For many couples, marriage is and always has been a stepping stone to having kids of their own. It’s so important in fact that many people need to know outright whether or not their partner is planning on having kids before finally tying the knot. But why is having children so important for those people in the first place?
I think first and foremost, it means creating a legacy that will live on after you leave this world. Although some people do not feel this way, many people want to have kids to call their own, to keep their genes alive so to speak. In their minds, dying without leaving any offspring can be a tough pill to swallow.
In addition, people often want kids because of the huge reflection their children would have on themselves as parents. If your child does well in school or goes on to do great things with his or her life, it means that you’ve done a good job as a parent. And who wouldn’t want to feel as though they’ve done a great job at just about the hardest task in life?
In terms of the relationship between the mother and the father, having a child can also help foster a stronger and deeper connection between the two parents.

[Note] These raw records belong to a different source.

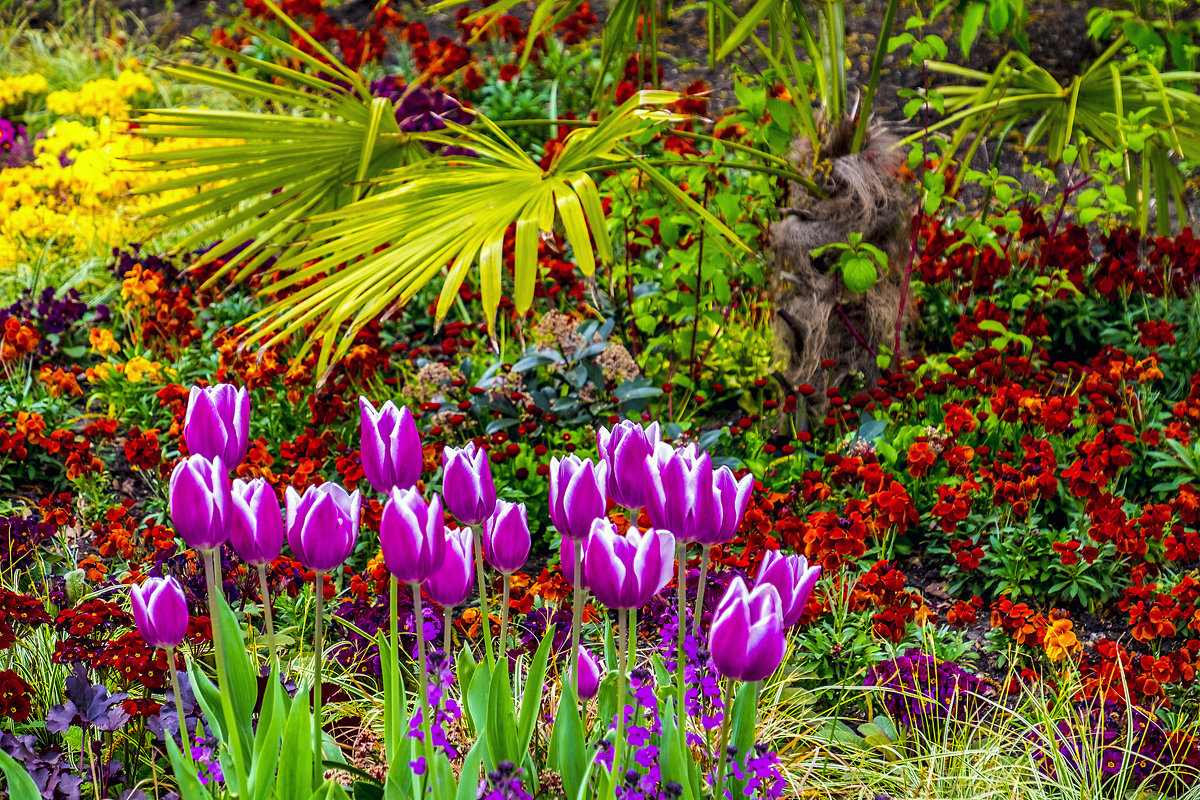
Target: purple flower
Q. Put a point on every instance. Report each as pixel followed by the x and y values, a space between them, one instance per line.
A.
pixel 588 681
pixel 467 483
pixel 201 501
pixel 390 446
pixel 747 638
pixel 160 612
pixel 732 495
pixel 412 535
pixel 625 449
pixel 792 578
pixel 256 524
pixel 450 583
pixel 323 524
pixel 507 536
pixel 682 495
pixel 217 423
pixel 628 571
pixel 576 494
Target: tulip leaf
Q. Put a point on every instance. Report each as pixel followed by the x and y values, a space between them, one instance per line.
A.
pixel 745 711
pixel 502 723
pixel 477 698
pixel 468 779
pixel 567 750
pixel 190 787
pixel 295 776
pixel 531 699
pixel 21 785
pixel 267 739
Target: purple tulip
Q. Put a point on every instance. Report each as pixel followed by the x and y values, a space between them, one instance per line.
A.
pixel 217 423
pixel 451 582
pixel 792 578
pixel 576 495
pixel 747 638
pixel 467 483
pixel 201 501
pixel 587 685
pixel 256 525
pixel 412 534
pixel 567 560
pixel 732 495
pixel 682 495
pixel 507 536
pixel 323 524
pixel 628 571
pixel 160 611
pixel 624 450
pixel 390 446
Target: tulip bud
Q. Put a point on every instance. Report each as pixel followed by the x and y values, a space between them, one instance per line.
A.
pixel 451 582
pixel 323 524
pixel 682 497
pixel 256 525
pixel 625 449
pixel 576 494
pixel 507 536
pixel 747 638
pixel 201 500
pixel 467 483
pixel 217 423
pixel 160 612
pixel 792 578
pixel 390 446
pixel 628 571
pixel 587 685
pixel 732 497
pixel 412 535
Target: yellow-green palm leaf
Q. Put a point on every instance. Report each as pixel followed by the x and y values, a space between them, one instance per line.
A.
pixel 450 214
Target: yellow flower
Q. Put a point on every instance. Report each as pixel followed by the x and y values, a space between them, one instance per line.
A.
pixel 138 367
pixel 139 287
pixel 102 341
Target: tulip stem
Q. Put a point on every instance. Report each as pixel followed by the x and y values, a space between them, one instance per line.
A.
pixel 423 678
pixel 576 611
pixel 502 649
pixel 390 735
pixel 179 704
pixel 318 644
pixel 700 591
pixel 726 723
pixel 211 575
pixel 485 618
pixel 681 659
pixel 267 612
pixel 621 691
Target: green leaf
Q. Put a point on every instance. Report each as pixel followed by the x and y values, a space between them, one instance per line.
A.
pixel 468 780
pixel 567 755
pixel 502 722
pixel 531 699
pixel 21 785
pixel 295 771
pixel 858 274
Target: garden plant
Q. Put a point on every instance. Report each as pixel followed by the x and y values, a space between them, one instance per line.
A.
pixel 557 400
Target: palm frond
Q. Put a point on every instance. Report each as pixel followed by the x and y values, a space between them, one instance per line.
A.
pixel 265 174
pixel 449 214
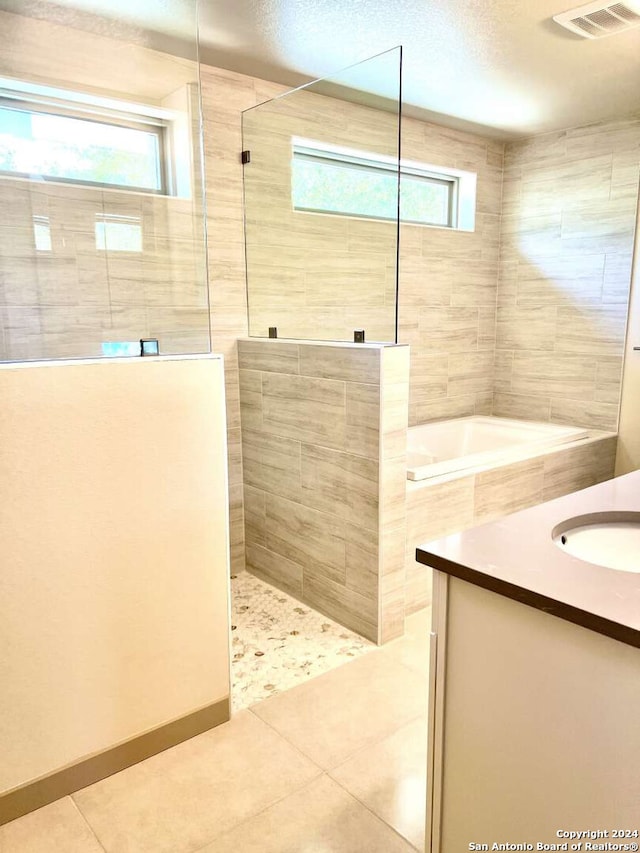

By having a child that is related to both of you, and having to care for it together, a couple can really bond emotionally over said child.
In fact, if I had to guess, this is probably the biggest reason that many couples want to have children, if not when the relationship or marriage starts, then definitely when the relationship or marriage is at least a few years in. The latter case in particular is a textbook definition of having a child in order to “save your marriage”. And although that is not an ideal situation to be in, it is definitely a prevalent option when your marriage starts to go south for whatever reason. And in my opinion, as long as your marriage is worth saving despite the troubles that you and your partner are currently going through, having a child to save your marriage is perfectly acceptable.
So now that you know the main reasons why someone would want to have kids, the question then becomes whether you as a couple even agree to having kids in the first place. Because as much as you or your partner may want to have kids, unless the other person agrees to it, it (most likely) won’t happen. That’s just how biology works.
If you both want kids, then obviously that is the perfect scenario, as is the case in which both of you do not want kids (which is perfectly normal and acceptable).
However, if there is a disagreement between the two of you, there needs to be plenty of open dialogue not just on your own differing opinions on the prospect of having kids, but perhaps more importantly, whether either of you would be willing to sacrifice for the other person to make the relationship work. Deciding on whether or not to have kids is a big part of marriage in general, so if you are in such a dilemma, do not take it lightly. The future of your relationship is at stake.